Li Lihong’s practice brings together the art of traditional Chinese porcelain and contemporary western iconography in distinctive sculptural hybrids.
Chinese artist Li Lihong was born in Jingdezhen in Jiangxi province, a region historically known for producing the country’s finest traditional porcelain, including for the collections of royal emperors and for export.
Li Lihong studied at the Academy of Arts and Design, Tsinghua University of Beijing, where he graduated with a BFA in 1996. In 2005, he gained his MFA at the Jingdezhen Ceramics Institute. Li Lihong has learned from ceramic art grand master Qin Xiling. He lives in Shanghai, where he is professor of Chinese porcelain work at Fudan University.
Li Lihong is known for his distinctive porcelain sculptures, which combine traditional Chinese ceramic arts and stylised imagery with western cultural iconography.
Incorporating the instantly recognisable logos of global brands such as McDonald’s, Nike, Mickey Mouse, Coca-Cola, the Michelin Man, and Apple, as well as currency symbols, numerals, and Chinese stars, Li Lihong examines the intertwining of cultures, politics, and economies in an increasingly globalised world.
Li Lihong’s practice can be seen to sympathise with the 20th-century Pop art movement in the west, where everyday objects, advertising, and cultural references made their way into artworks as a defiant response to traditional outlooks and approaches to fine art. Li Lihong’s works further subvert these concerns, ascribing capital and cultural value to the inherent mass-produced nature of the brands they mimic. Juxtaposing symbols of consumerism with traditional earthenware processes, the artist makes subtle references to China’s own historic export and global trade of valuable porcelain wares.
McDonald’s - One Hundred Kids Play (2007) comprises the distinctive golden arches rendered in porcelain—albeit covered in the artist’s illustrations of cherub-like children painted in the traditional Chinese aesthetic. McDonald’s opened its first restaurant in China in 1990, in Shenzhen, during a period of increasing American economic presence in the country following the end of the Cultural Revolution in 1976.
Li Lihong’s ‘Apple China’ series (2007—ongoing) presents the American multinational tech company’s iconic fruit logo in lustrous silver or gold, the bitten interior revealing blue and white waves.

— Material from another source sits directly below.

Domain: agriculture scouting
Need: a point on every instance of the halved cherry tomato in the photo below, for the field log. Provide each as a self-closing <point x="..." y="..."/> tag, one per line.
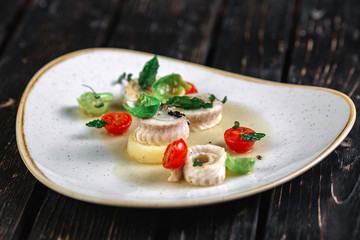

Other variations see the entire surface of the apple painted in blue and white imagery such as dragons and clouds, with the bite a plain block colour. Lihong’s Apple China series speaks to globalisation and the entangled international manufacturing chain—with Apple today having a significant manufacturing base in China, as well as retail operations for Chinese consumers.
Selected solo exhibitions by Li Lihong include Galerie LOFT, Paris (2020); Consumption Era, 3D Printing Center, Jingdezhen (2018); and Vigor — China, ART LABOR Gallery, Shanghai (2015).
Selected group exhibitions include Marc Leuthold & Li Lihong: Hand & Machine, ART LABOR Gallery, Shanghai (2019); Art & Peace — The Exhibition of Contemporary Chinese Works of Art, Museum Africa, Johannesburg (2019); Five at Nine, Hollis Taggart, New York (2018); Art & Peace — An Exhibition of Contemporary Chinese Art, Mall Gallery, London (2017); Perception of China, Art and Peace: Exhibition of Contemporary Chinese Art Works, Helsinki SubCenter, Finland (2017); 10 Years of Love, ART LABOR Gallery, Shanghai (2017); Earth, Fire and Life: Six Thousand Years of Chinese Ceramics, Maxwell Museum of Anthropology, Albuquerque, New Mexico (2016); Disney 90th Anniversary: When Disney Meets Contemporary Art, HOW Museum, Wenzhou and Guangzhou Baiyun International Convention Center (2014); and The New Blue and White, Museum of Fine Arts, Boston (2013).
Li Lihong has exhibited in events including the 5th Annual Ceramic Art Biennial, China (2016); 6th Shanghai Biennale (2006); 2nd Beijing International Art Biennale (2005); and the 3rd World Ceramic Biennale, Icheon (2005).
Li Lihong has participated in international art fairs including The Armory Show, New York (2011); SOFA New York (2011), SOFA Chicago (2008, 2007); Asian Contemporary Art Fair, New York (2008, 2007); and Shanghai Art Fair (2006).
Li Lihong’s works are held in collections worldwide, including at the Guangdong Museum of Art, Guangzhou; Shanghai Art Museum; Bank of Singapore; Victoria & Albert Museum, London; Durham University Museums, U.K.; and Brigham Young University Museum of Art, Utah.